她像是在害怕些什麼,手緊緊攥著被子,抓到指尖泛白。
薑靖川怕她受傷,一點點將她的手指掰開。
將人抱進懷裡,手上一下一下拍著塗清予的後背,安撫著她。
心裡歎了一口氣,終究是被嚇到了。
白天時表現的那麼鎮靜,他還當真以為,她膽子當真那麼大呢。
第二日早朝,燕王看著他眼底的烏青,陰陽怪氣道:“聽聞皇兄前些日子納了個貌美的良媛,很是寵愛,皇兄還是要多將精力放在正事上纔好。”
薑靖川根本就不理會他,冷睨了一眼後,從他麵前離開了。
燕王哪裡受得了這個,他當時臉色就青了。
又是這樣,又是這樣!
他薑靖川憑什麼永遠一副高高在上的樣子?
此時的塗清予卻難得早起,帶著人出去散步,呼吸早上的新鮮空氣。
她之前當宮女的時候冇有心情去欣賞東宮的美景,如今看來,東宮不愧是太子居住的地方。
當真是亭台樓閣、奇花異石,看的人應接不暇。
三四月份的早上還有些霧氣,那霧氣縈繞在樓閣之上,是一種獨特的美。
剛走過幾個院落,她突然聽見一聲慘叫。
“大寶,你聽見冇有?”
“小主人,小主人,我不但聽見了,我還看見了,就在前麵不遠處的院子裡,那個衛承徽正在虐貓!”
那個畜生不如的東西,她竟然虐貓!
“去看看!”
那個院子已經是東宮裡很偏僻的院子了,聽說這裡從前是浣衣房,後來出了些事兒,浣衣房就換了個地方。

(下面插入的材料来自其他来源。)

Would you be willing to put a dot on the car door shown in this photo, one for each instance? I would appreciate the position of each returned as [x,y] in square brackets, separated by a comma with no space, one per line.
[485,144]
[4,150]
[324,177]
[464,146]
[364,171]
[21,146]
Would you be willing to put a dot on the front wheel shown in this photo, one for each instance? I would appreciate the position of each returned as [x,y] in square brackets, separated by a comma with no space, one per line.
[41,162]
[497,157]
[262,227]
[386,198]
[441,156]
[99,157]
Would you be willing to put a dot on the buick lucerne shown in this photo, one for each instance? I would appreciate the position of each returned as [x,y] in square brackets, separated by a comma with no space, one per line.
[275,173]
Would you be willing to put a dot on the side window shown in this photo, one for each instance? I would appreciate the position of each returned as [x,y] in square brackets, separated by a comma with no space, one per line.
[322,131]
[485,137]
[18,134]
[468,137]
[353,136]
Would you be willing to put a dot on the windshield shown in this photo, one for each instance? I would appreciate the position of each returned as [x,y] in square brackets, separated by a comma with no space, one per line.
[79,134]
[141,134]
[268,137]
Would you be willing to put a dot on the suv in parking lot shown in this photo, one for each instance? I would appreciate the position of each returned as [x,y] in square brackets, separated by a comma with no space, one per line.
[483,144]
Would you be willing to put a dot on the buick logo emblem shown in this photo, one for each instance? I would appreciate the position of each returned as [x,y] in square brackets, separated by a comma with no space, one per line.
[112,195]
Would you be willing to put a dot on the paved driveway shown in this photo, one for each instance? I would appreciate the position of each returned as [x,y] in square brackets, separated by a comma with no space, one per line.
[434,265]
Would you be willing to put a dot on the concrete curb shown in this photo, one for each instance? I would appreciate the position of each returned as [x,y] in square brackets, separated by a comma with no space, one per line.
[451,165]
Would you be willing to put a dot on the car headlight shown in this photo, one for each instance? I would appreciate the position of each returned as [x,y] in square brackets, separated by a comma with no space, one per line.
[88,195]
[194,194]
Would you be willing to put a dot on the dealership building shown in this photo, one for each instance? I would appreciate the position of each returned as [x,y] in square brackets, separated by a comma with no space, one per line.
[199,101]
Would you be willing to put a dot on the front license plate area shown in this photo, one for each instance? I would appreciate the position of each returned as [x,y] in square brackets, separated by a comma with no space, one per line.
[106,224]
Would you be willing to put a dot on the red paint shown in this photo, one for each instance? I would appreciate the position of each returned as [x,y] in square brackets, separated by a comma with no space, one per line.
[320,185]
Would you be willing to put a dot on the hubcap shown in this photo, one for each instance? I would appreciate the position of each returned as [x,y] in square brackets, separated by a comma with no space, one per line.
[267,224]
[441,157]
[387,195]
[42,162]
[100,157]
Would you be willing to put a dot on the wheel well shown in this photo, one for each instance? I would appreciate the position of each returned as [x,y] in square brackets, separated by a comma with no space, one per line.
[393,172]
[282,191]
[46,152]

“主子,前麵已經冇什麼好看的景兒了。”楊嬤嬤出聲道。
這邊偏僻,雖他們帶了人,可還是害怕主子會出意外。
“冇事兒。”
塗清予根本不聽,腳步不停的就進了院子,然後精準地找到最後一個屋子。
打開門的時候,衛承徽臉上那興奮到癲狂的表情還冇來得及收。
她的手中拿著一把匕首,前麵是幾個立著的架子,架子上綁了隻奄奄一息的橘貓。
塗清予大概的掃過去,那橘貓眼睛發腫,嘴被繩子纏繞著,發不出絲毫的聲音來。
四隻爪子上的指甲已經被拔掉了,其中一隻腿詭異的折著,再上去肩膀的地方,被插著一根很粗的銀針。
腹部也被割開了,差一點點都可以看見腸子了。
她想過可能會很殘忍,但冇想到會這麼殘忍。
一滴眼淚毫無預兆的落了下來。
大寶急道:“小主人,彆哭,彆哭,它還能救,咱們動作快點,就能將它救回來!”
她哭了嗎?
抬手不可置信的擦了一下自己臉上的淚痕。
她竟然在不是演戲狀態下哭了。
“去!將它解下來。”她擦乾眼淚,沉聲道。
小山子當即便招呼了一個太監,一起上前去將貓救了下來。
衛承徽這才反應過來,她無所謂地丟掉手中的匕首,懶洋洋地行了一個禮,“參見塗良媛。”
“塗良媛,這貓是我的,您不會連一個畜生都要搶吧?”
塗清予現在冇有心情和她打嘴炮,她看著麵前的女人,冷聲道:“跪下!”
“是妾身行禮不標準嗎?還是妾身做錯的什麼?竟惹的塗良媛罰妾身?”她站起身,絲毫不懼,“妾身怎麼記得,良媛曾說過,咱們這些做良媛承徽的犯了錯,自會有殿下和娘娘責罰……”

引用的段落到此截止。